Eine Chance, die man nicht verstreichen lassen sollte
Die Unabhängigkeit des Südsudan ist eine seltene Chance für eine unruhige Region, ihrer grausamen Vergangenheit allmählich den Rücken zu kehren. Die Euphorie wird jedoch bald verfliegen, wenn deutlich wird, wie extrem schwierig es ist, ein Land praktisch aus dem Nichts aufzubauen. Der Südsudan und sein Umfeld brauchen eine Vision von Entwicklung, die im Angesicht wiederkehrender humanitärer und Sicherheitskrisen als Orientierungspunkt dienen kann. Die Staatengemeinschaft verfügt über die Mittel, konkrete regionale Übereinkommen reizvoll zu machen: Schuldenerlass durch den Pariser Club, Unterstützung bei technischer Integration durch die EU, Investitionen aus China und dem Nahen Osten, Vermittlung durch die USA und Übernahme von Führungsverantwortung seitens der Afrikanischen Union. In der Summe könnte die Unterstützung der internationalen Gemeinschaft viel bewirken, sofern sie auf dasselbe Ziel gerichtet und wirksam abgestimmt ist.

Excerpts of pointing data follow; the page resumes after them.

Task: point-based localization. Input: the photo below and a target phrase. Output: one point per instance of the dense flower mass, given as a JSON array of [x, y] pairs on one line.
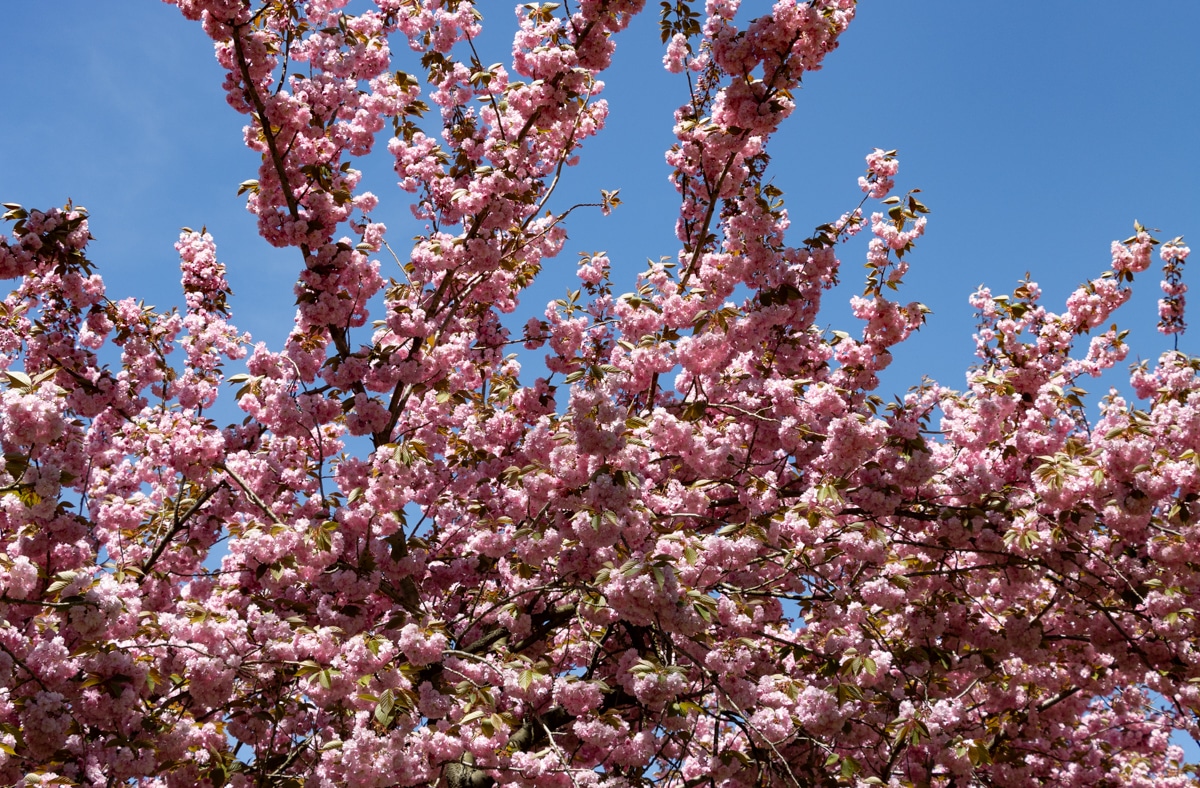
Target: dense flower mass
[[697, 549]]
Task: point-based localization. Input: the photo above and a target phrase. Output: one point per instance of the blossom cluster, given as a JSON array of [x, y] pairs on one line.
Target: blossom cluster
[[696, 548]]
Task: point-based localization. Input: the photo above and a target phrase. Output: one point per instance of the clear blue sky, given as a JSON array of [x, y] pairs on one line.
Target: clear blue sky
[[1038, 132]]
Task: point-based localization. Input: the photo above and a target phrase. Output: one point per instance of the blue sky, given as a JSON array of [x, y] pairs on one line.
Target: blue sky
[[1037, 132]]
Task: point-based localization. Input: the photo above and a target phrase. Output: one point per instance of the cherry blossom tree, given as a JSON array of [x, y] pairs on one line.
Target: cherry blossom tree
[[697, 548]]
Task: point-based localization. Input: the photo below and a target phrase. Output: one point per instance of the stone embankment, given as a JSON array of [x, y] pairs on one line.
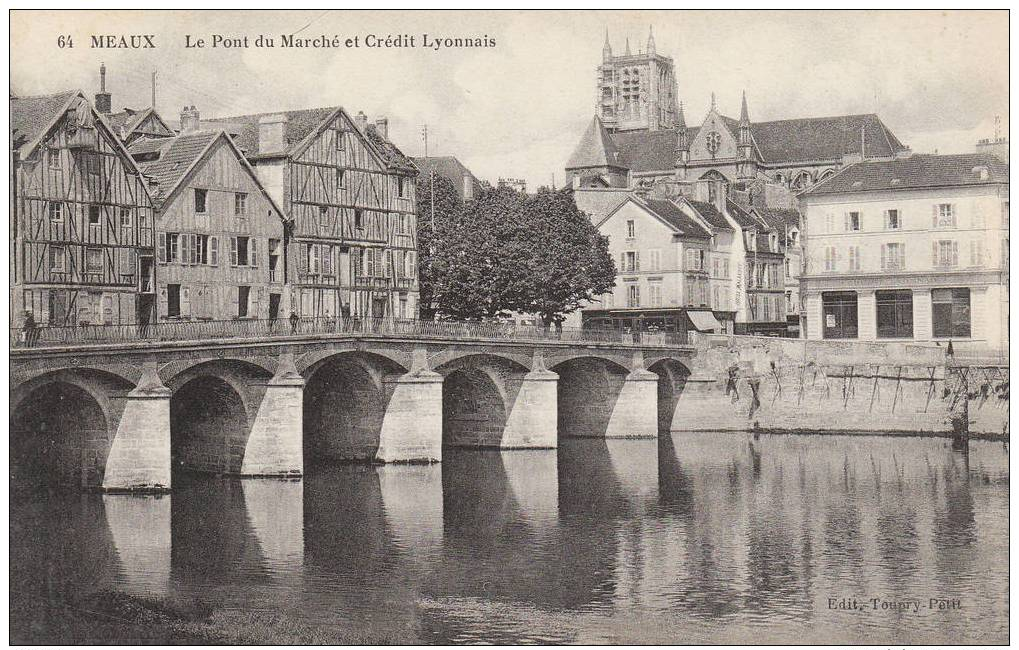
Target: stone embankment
[[772, 384]]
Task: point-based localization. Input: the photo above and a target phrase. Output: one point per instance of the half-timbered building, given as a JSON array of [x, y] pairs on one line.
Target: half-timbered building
[[349, 194], [219, 234], [82, 222]]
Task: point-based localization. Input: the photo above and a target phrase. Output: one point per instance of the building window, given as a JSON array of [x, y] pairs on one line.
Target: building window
[[892, 220], [654, 293], [633, 295], [853, 221], [655, 256], [55, 210], [58, 259], [945, 215], [244, 293], [94, 260], [893, 257], [201, 197], [839, 314], [829, 258], [946, 254], [951, 314], [173, 300], [895, 314]]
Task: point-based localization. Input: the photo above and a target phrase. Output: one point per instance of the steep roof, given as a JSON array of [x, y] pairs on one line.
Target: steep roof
[[710, 214], [447, 167], [177, 156], [781, 142], [674, 216], [917, 171], [300, 124], [31, 116], [595, 149]]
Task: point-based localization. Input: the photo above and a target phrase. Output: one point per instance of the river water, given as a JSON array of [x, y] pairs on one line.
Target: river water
[[694, 538]]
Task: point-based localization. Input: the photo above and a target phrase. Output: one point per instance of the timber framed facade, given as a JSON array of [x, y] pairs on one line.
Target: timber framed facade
[[350, 198], [83, 218], [219, 245]]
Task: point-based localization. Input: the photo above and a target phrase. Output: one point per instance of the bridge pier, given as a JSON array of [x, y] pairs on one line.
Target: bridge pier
[[140, 455], [531, 423], [412, 427], [275, 444]]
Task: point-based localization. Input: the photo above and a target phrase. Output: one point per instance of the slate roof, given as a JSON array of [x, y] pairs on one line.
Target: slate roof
[[448, 167], [674, 216], [778, 143], [711, 215], [917, 171], [300, 123], [31, 115], [176, 157], [595, 149]]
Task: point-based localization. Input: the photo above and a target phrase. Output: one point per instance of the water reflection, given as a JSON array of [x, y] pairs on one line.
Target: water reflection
[[691, 538]]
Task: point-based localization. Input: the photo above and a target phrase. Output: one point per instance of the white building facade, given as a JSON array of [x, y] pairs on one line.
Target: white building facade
[[909, 250]]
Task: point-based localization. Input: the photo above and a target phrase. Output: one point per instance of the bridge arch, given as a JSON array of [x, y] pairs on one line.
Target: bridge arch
[[212, 408], [672, 380], [588, 389], [62, 425], [344, 402], [478, 393]]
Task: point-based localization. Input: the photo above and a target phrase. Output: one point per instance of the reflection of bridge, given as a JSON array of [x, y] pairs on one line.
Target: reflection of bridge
[[115, 409]]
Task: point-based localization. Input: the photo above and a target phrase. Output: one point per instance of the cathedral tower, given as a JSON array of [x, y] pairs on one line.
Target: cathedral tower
[[636, 92]]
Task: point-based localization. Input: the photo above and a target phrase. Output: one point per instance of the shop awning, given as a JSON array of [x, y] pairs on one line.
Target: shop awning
[[704, 321]]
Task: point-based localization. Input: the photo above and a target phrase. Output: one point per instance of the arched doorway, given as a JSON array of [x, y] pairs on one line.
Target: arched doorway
[[208, 426], [59, 436]]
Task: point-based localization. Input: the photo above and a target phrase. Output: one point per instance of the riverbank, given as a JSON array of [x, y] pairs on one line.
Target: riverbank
[[110, 617]]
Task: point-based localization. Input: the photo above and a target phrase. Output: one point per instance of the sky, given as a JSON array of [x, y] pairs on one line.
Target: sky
[[518, 108]]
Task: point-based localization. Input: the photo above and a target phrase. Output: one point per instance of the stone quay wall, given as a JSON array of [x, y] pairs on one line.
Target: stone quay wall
[[794, 385]]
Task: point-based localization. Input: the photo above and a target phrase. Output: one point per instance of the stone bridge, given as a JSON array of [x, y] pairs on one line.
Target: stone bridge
[[119, 417]]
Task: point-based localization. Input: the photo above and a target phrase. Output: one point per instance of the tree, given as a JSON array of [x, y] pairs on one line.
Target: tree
[[561, 260], [447, 207]]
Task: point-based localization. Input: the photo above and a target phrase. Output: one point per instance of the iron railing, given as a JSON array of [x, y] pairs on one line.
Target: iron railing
[[195, 330]]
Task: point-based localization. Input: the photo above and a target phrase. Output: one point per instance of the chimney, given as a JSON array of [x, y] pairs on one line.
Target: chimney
[[270, 133], [382, 127], [189, 119], [104, 100]]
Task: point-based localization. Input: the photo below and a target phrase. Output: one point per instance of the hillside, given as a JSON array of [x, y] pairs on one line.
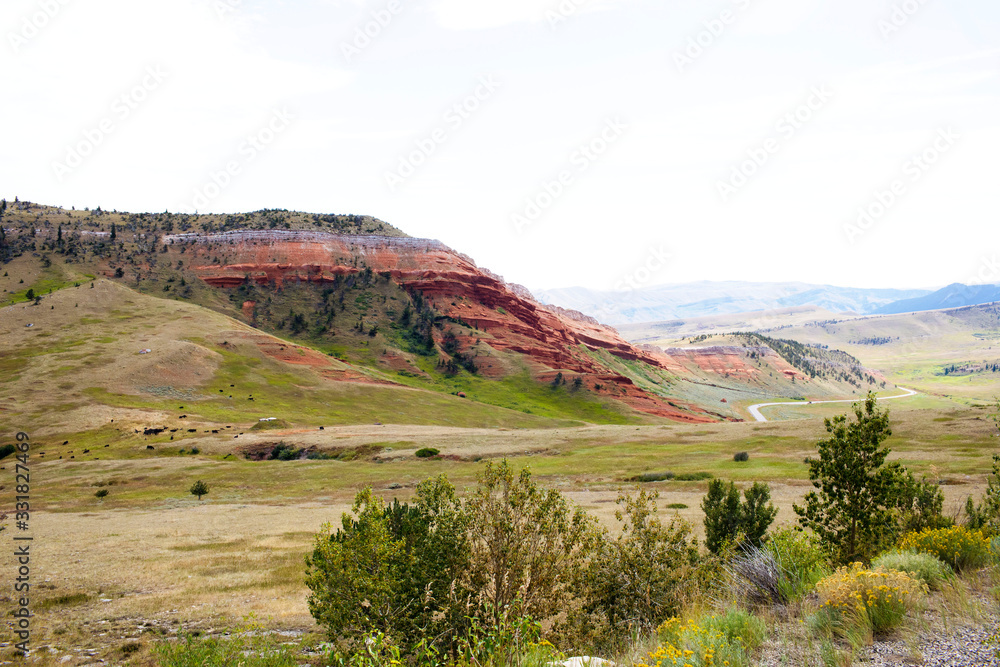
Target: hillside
[[952, 296], [678, 330], [707, 298], [952, 353], [378, 307]]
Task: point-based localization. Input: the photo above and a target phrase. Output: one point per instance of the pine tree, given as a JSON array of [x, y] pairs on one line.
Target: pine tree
[[851, 511]]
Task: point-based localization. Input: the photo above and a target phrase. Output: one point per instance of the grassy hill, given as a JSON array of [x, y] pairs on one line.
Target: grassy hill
[[947, 353]]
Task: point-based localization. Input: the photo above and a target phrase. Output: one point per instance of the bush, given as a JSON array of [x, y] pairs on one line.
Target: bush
[[199, 489], [639, 579], [391, 568], [957, 546], [250, 646], [727, 519], [527, 544], [923, 566], [920, 504], [653, 477], [878, 599], [693, 476], [802, 559]]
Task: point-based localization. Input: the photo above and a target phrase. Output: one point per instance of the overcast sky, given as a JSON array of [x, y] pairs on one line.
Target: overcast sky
[[580, 142]]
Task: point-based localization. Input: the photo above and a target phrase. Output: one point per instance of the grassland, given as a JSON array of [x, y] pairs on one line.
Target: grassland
[[150, 558]]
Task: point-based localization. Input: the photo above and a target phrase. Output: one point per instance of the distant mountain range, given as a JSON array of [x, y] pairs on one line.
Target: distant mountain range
[[953, 296], [700, 299]]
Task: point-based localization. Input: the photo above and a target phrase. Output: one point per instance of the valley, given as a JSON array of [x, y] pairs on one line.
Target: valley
[[288, 361]]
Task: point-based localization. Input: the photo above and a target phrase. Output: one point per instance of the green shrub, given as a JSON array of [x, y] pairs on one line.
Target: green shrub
[[653, 477], [958, 546], [389, 568], [284, 452], [693, 476], [249, 646], [640, 578], [920, 504], [802, 560], [923, 566], [727, 519]]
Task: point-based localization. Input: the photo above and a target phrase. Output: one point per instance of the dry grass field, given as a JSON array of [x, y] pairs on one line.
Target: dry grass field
[[149, 559]]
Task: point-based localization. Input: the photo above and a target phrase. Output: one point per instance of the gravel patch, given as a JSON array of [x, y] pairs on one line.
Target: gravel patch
[[965, 647]]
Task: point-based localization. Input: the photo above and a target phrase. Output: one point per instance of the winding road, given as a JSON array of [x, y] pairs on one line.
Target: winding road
[[755, 409]]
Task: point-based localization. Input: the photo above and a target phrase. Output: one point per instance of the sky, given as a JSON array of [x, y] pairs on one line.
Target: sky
[[557, 142]]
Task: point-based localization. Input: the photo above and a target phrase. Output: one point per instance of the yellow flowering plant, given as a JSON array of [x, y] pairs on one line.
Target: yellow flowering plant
[[723, 640], [879, 598], [958, 546]]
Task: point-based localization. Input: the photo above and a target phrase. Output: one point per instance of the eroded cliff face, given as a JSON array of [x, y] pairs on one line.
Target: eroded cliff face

Leider ist ein solches Maß an internationaler Zusammenarbeit nicht in Sicht: Westliche Geber ringen um ein in sich schlüssiges Konzept. Mit den Chinesen spricht offenbar niemand außer Omar al-Bashir, der letzten Monat in Peking war. Und die Regierungen der Region fahren fort, sich misstrauisch zu beäugen und aufzurüsten. Wenn sich die internationale Gemeinschaft nicht zügig auf ein gemeinsames Vorgehen verständigt, werden Afrika und die Welt aller Voraussicht nach durch einen weiteren gescheiterten Staat belastet.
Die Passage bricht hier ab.